In the agricultural sector, it should be highlighted that roughly 65% of the population is predominantly rural and depends on agriculture for subsistence. One of the issues inherent in making agriculture truly productive and profitable is the fact that we need to implement much more modern methods of farming combined with more suitable technical and scientific training. In the same way that the cost of investing in infrastructure is extremely high, we must also find methods appropriate for this context. To do this, we must ipso facto involve the scientific research and university component to meet the needs of the sector.

It is also important to go as far as technical training to not only develop new techniques and methods, but also the skilled labor necessary to implement them. Thus, technical and vocational education has been detached from the general primary and secondary education to put an emphasis on training, in order to produce skilled workers capable of being the drivers between researchers, engineers and the workforce, in particular through the National Institute of Vocational Training, l’Institut National de Préparation Professionnelle, which remains a model for institutes of this kind in Africa.

 

In this already heavily populated city, can Kinshasa’s rapid population growth (11 million inhabitants in Kinshasa and 70 million in the country) be considered as an asset or a burden when it comes to reconstruction and urban planning?

This element may be considered an asset. The key is to improve the urban planning in residential areas in order for this asset to produce better results. In the 1960s, Kinshasa had 400,000 inhabitants and the city had been built to accommodate about 600,000 inhabitants. Because of the way the city was built at that time, the city became quickly overcrowded. Strategic development plans had been implemented up until the 1970s to better organize this megalopolis.

However, shortly thereafter, the population growth created huge problems, as is the case throughout Africa, due to the lack of resources necessary to ensure the proper implementation of key infrastructure; namely public transport, basic utilities (water and electricity), wastewater treatment and essential infrastructure (schools and hospitals), which should have been built according to international standards, close to the population. This remains a major challenge for Kinshasa in its search to become a hub of innovation and economic growth.

However, four years ago another strategic plan allowed the development of the blueprint of the urban area of the city of Kinshasa, with the support of the French Development Agency, l’Agence Française au Développement, and other key consultants, to be able to design and plan the development of the city of Kinshasa over the next 15 years. This plan primarily foresees major critical infrastructure without too much detail on secondary roads, tertiary roads or water distribution networks; but rather large volumes of water and electricity production, to thereby ensure a minimum level of performance. This plan requires an investment of about $5 billion to implement it, but at the current time I believe, unless mistaken, that the city of Kinshasa is not capable of investing more than $100 million a year in infrastructure, taking into account all revenue sources.

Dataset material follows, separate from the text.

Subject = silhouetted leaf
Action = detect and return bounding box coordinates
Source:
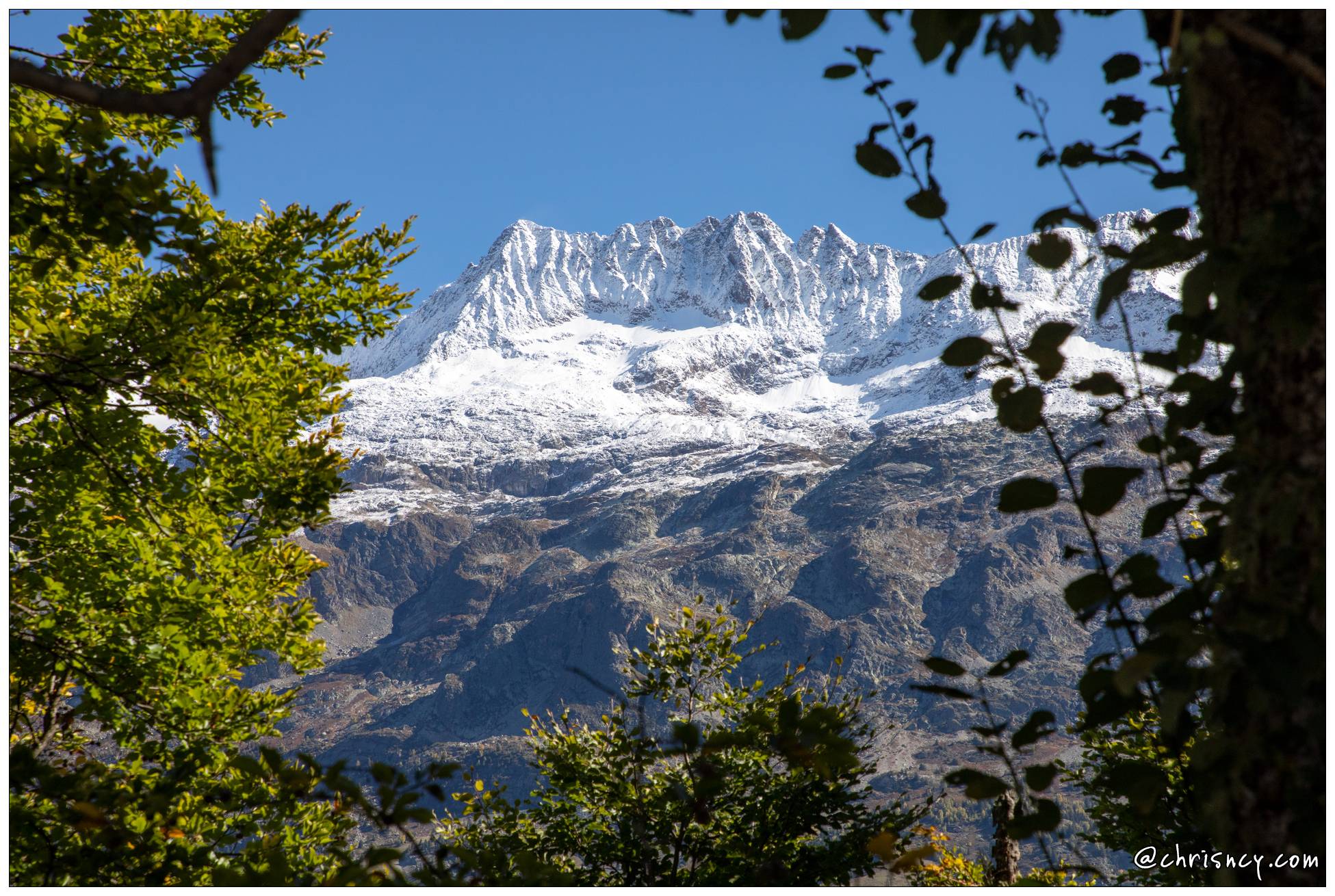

Therefore it would be necessary to reconfigure this strategy taking into account the current means of the city, and through the diversification of the economy and creation of wealth allow for Kinshasa to eventually respond to its needs. Unfortunately, we are still witnessing today unplanned urbanization, thus creating many problems, such as erosions due to sandy clay soil; difficulties in the management of waste that should otherwise be taken care of; issues with the distribution of drinking water and electricity; the inefficient positioning of neighborhoods that hinders a proper census of the population; and access to essential services such as schools and hospitals. The concern exists, policies have been put in place and plans developed; now we need more will and commitment to find solutions to the challenges before us, taking into account our current reality.